Frage an Claudia Roth von Ursula N. bezüglich Gesellschaftspolitik, soziale Gruppen
Sehr geehrte Frau Roth,
warum denken Sie, dass in meiner Frage Vorurteile zum Tragen kommen? Warum ist es in Deutschland ein Problem, zumindest werten es offenbar einige Politiker als solches, sich dahingehend zu äußern, dass man Zuwanderung als nicht in allen Fällen bereichernd erlebt?
Mir kommt es so vor, als gäbe es vorgefertigte Antworten und wenn man nur ein wenig davon abweicht, wird einem Rassismus unterstellt (oftmals leider durch anscheinende Unkennntnis des Begriffes völlig unberechtigt) oder dass man Vorurteile habe.

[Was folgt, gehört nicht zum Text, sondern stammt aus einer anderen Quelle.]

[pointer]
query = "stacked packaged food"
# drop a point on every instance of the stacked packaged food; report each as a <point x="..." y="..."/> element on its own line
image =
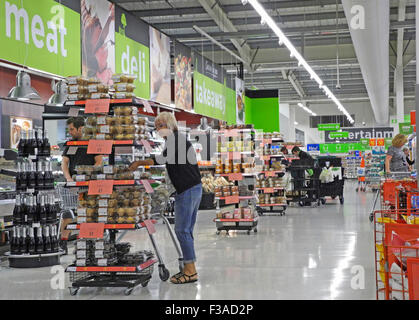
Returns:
<point x="123" y="87"/>
<point x="124" y="205"/>
<point x="124" y="125"/>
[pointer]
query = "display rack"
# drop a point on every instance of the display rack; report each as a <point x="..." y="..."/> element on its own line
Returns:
<point x="306" y="189"/>
<point x="34" y="240"/>
<point x="270" y="187"/>
<point x="112" y="272"/>
<point x="235" y="162"/>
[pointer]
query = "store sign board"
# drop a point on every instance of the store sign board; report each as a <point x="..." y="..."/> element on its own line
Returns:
<point x="42" y="34"/>
<point x="132" y="54"/>
<point x="214" y="92"/>
<point x="328" y="126"/>
<point x="334" y="148"/>
<point x="343" y="134"/>
<point x="183" y="76"/>
<point x="405" y="128"/>
<point x="313" y="147"/>
<point x="358" y="134"/>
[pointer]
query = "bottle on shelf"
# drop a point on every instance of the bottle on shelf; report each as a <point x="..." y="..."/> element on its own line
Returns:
<point x="20" y="240"/>
<point x="31" y="210"/>
<point x="48" y="176"/>
<point x="28" y="145"/>
<point x="47" y="240"/>
<point x="46" y="146"/>
<point x="33" y="144"/>
<point x="39" y="244"/>
<point x="31" y="176"/>
<point x="22" y="144"/>
<point x="42" y="210"/>
<point x="31" y="242"/>
<point x="21" y="182"/>
<point x="18" y="211"/>
<point x="54" y="239"/>
<point x="38" y="139"/>
<point x="14" y="243"/>
<point x="40" y="177"/>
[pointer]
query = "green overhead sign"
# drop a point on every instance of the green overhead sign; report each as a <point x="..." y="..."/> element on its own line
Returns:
<point x="343" y="134"/>
<point x="334" y="148"/>
<point x="328" y="126"/>
<point x="42" y="34"/>
<point x="405" y="128"/>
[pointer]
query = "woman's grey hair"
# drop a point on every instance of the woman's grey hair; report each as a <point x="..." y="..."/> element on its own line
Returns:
<point x="168" y="119"/>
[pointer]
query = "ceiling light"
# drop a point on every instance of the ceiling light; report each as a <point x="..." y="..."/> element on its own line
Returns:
<point x="23" y="89"/>
<point x="293" y="51"/>
<point x="306" y="109"/>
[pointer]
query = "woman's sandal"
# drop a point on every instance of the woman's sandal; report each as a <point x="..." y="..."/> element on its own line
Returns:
<point x="176" y="279"/>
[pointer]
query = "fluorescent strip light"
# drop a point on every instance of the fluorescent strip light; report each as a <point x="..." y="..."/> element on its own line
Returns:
<point x="294" y="53"/>
<point x="306" y="109"/>
<point x="199" y="30"/>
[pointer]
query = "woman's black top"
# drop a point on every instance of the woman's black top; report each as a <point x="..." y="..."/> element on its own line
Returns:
<point x="180" y="160"/>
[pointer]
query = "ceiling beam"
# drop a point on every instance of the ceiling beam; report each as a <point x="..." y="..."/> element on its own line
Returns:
<point x="223" y="22"/>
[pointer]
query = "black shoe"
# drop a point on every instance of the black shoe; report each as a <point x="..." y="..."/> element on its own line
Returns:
<point x="63" y="247"/>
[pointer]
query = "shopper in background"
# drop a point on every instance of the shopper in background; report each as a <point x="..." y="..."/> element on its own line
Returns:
<point x="301" y="154"/>
<point x="73" y="157"/>
<point x="395" y="158"/>
<point x="184" y="174"/>
<point x="406" y="152"/>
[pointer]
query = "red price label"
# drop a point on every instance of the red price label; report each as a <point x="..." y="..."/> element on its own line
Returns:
<point x="373" y="142"/>
<point x="269" y="173"/>
<point x="100" y="187"/>
<point x="147" y="186"/>
<point x="231" y="133"/>
<point x="267" y="141"/>
<point x="146" y="145"/>
<point x="380" y="142"/>
<point x="232" y="199"/>
<point x="234" y="155"/>
<point x="91" y="230"/>
<point x="147" y="107"/>
<point x="235" y="176"/>
<point x="73" y="112"/>
<point x="99" y="147"/>
<point x="97" y="106"/>
<point x="150" y="226"/>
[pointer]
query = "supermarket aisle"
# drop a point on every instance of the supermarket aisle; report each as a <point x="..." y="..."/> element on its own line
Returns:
<point x="307" y="254"/>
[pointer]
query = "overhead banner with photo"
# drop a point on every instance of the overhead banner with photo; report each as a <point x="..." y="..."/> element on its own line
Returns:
<point x="160" y="67"/>
<point x="356" y="134"/>
<point x="98" y="39"/>
<point x="183" y="76"/>
<point x="132" y="53"/>
<point x="42" y="34"/>
<point x="212" y="96"/>
<point x="240" y="108"/>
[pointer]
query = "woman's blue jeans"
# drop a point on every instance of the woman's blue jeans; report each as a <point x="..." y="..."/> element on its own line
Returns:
<point x="186" y="209"/>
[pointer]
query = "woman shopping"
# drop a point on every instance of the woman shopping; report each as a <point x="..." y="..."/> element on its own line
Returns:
<point x="180" y="160"/>
<point x="395" y="159"/>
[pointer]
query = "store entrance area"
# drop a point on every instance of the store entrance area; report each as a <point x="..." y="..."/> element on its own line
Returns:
<point x="310" y="253"/>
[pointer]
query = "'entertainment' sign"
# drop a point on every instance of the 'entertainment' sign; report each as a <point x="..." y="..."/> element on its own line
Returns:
<point x="356" y="134"/>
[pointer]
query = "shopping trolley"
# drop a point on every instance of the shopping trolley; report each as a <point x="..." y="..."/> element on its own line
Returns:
<point x="396" y="236"/>
<point x="68" y="199"/>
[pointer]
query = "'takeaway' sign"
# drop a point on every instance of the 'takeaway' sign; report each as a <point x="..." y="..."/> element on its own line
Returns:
<point x="356" y="134"/>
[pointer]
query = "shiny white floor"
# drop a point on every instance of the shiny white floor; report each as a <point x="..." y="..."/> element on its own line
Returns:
<point x="307" y="254"/>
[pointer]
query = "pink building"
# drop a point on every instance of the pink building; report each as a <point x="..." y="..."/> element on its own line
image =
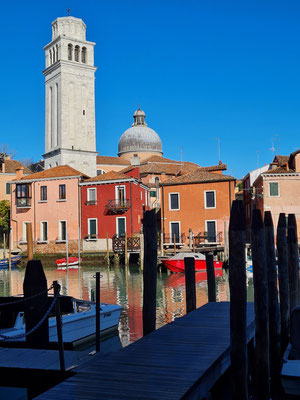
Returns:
<point x="50" y="200"/>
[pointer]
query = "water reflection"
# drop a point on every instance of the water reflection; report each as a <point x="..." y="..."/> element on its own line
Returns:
<point x="123" y="285"/>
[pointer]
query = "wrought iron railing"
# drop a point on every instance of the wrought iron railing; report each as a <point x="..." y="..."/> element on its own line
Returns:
<point x="133" y="243"/>
<point x="119" y="205"/>
<point x="24" y="202"/>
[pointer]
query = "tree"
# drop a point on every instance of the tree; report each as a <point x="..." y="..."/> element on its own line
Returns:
<point x="4" y="215"/>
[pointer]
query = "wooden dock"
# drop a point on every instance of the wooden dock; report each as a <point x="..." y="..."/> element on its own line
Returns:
<point x="181" y="360"/>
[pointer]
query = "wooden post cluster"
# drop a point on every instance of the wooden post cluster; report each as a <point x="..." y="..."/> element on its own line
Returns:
<point x="190" y="284"/>
<point x="274" y="312"/>
<point x="283" y="279"/>
<point x="97" y="312"/>
<point x="261" y="299"/>
<point x="238" y="299"/>
<point x="149" y="271"/>
<point x="35" y="308"/>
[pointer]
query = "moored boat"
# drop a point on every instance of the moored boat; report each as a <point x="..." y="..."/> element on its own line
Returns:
<point x="176" y="263"/>
<point x="62" y="262"/>
<point x="78" y="321"/>
<point x="14" y="261"/>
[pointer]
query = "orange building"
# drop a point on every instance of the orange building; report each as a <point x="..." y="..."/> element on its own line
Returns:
<point x="200" y="201"/>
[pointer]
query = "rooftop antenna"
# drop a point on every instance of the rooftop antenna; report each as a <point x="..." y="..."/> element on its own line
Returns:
<point x="219" y="149"/>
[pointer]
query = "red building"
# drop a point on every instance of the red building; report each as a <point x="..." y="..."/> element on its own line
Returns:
<point x="112" y="203"/>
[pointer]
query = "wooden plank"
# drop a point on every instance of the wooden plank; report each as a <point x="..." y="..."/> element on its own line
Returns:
<point x="192" y="351"/>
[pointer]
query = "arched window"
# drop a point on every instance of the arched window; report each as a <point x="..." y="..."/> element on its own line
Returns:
<point x="76" y="53"/>
<point x="70" y="51"/>
<point x="83" y="55"/>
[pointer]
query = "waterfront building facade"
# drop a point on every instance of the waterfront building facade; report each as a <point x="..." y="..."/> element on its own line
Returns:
<point x="199" y="201"/>
<point x="112" y="204"/>
<point x="9" y="169"/>
<point x="50" y="200"/>
<point x="278" y="189"/>
<point x="70" y="137"/>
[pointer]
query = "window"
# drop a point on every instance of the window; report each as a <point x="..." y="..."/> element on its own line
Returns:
<point x="62" y="192"/>
<point x="83" y="55"/>
<point x="121" y="226"/>
<point x="43" y="193"/>
<point x="273" y="189"/>
<point x="76" y="53"/>
<point x="44" y="231"/>
<point x="210" y="199"/>
<point x="23" y="195"/>
<point x="70" y="51"/>
<point x="92" y="196"/>
<point x="92" y="228"/>
<point x="62" y="235"/>
<point x="173" y="201"/>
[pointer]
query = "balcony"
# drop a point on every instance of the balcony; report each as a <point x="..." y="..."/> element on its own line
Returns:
<point x="118" y="206"/>
<point x="24" y="202"/>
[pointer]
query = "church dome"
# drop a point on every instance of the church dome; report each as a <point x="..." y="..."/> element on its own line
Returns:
<point x="140" y="138"/>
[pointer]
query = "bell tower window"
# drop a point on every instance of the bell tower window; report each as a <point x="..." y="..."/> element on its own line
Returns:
<point x="70" y="51"/>
<point x="83" y="55"/>
<point x="76" y="53"/>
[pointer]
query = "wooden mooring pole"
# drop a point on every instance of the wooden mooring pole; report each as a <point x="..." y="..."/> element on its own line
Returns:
<point x="283" y="280"/>
<point x="59" y="329"/>
<point x="261" y="299"/>
<point x="211" y="280"/>
<point x="149" y="271"/>
<point x="293" y="261"/>
<point x="97" y="312"/>
<point x="190" y="284"/>
<point x="238" y="301"/>
<point x="274" y="311"/>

Es gibt übrigens genügend Formulare der deutschen Staates, auf dem ich meine Staatsangehörigkeit angeben muss. Ist diese vielleicht doch wichtig?
Sie geben an, dass z. B. Bildungsferne ein Problem bei der Intergration sein kann. In diesem Zusammenhang fällt mir Australien ein, das derzeit wieder ganz gezielt Zuwanderer bestimmter Herkunft (Europa) und mit bestimmten Berufen (Techniker, Handwerker, Krankenschwestern) sucht. Ist das nicht ein Konzept, welches auch in Deutschland möglich wäre oder gar schon ist?
In meiner Familie sind Dänen, Niederländer und Briten wahrhaft friedlich vereint. Ihre Einschätzung, dass ich Vorurteilen gegenüber Ausländern erliege, ist leider nicht richtig. Viele Menschen in diesem Land haben schon eine reale Einschätzung der Sachlage, auch wenn sie nicht Politiker sind.
Mit freundlichen Grüßen
Ursula Nurkowski
Sehr geehrte Frau Nurkowski,
darüber zu diskutieren, ob Deutschland ein Einwanderungsland ist oder nicht, ob wir Zuwanderung brauchen oder nicht, ist kein Tabubruch, es ist sogar eine demokratisch notwendige und legitime Debatte. Diese Diskussionen führen wir gerne. Was aber nicht akzeptabel ist, sind Ausgrenzungen, Diskriminierungen und Diffamierung von Menschen aufgrund ihrer Herkunft, sozialer Zugehörigkeit, Religion, Sexualität und Hautfarbe. Ebenso kein Tabu ist es, offene und transparente Kriterien aufzustellen, welche Menschen als Arbeitskräfte und Spezialisten das Land braucht und sie umwerben sollte. Der Begriff Arbeitsmigration ist ja ein alt bekannter Begriff. Dabei geht es nicht um Herkunft der Menschen, sondern um ihre Qualifikationen. Mag sein, dass Sie die Haltung von manchen politischen Kräften in Australien teilen, die Einwanderung von Menschen bestimmter „Herkunft“ zu propagieren. Die Realität in Australien sieht aber anders aus. Eine herkunftsgeleitete Selektion von Einwanderungswilligen ist von Anfang an zum Scheitern verurteilt, sowohl in der Praxis als auch in der Zielsetzung.
Bündnis 90/ Die Grünen setzen sich nach wie vor für Einwanderung nach einem Punktesystem ein, wie es schon von der rot-grünen Bundesregierung vorgeschlagen worden war – übrigens in Übereinstimmung mit den Empfehlungen der Süßmuth-Kommission und der Herzog-Kommission der CDU. Leider ist die Große Koalition nicht willens, einen solch großen Schritt hin zu einer Reform der Zuwanderung zu unternehmen. Die Große Koalition begnügt sich mit kurzfristigen Notprogrammen und Flickschusterei, die das Problem nicht nachhaltig lösen.
Selbstverständlich haben Menschen eine oder mehrere Staatsangehörigkeiten, mit allen davon abzuleitenden Rechten und Pflichten. Die bundesrepublikanische Einwanderungsgeschichte ist eine Realität mit vielen Gesichtern. Millionen Menschen, die vor Jahrzehnten hierher gekommen sind, und ihre Nachfahren geben genauso wie Sie beim Ausfüllen von Formularen an, deutsche Staatsangehörige zu sein. Sie sehen, dass die Vergangenheit sich nicht zurück wünschen lässt. Was die Zukunft der Einwanderung in Deutschland angeht, sind wir mitten in den Debatten.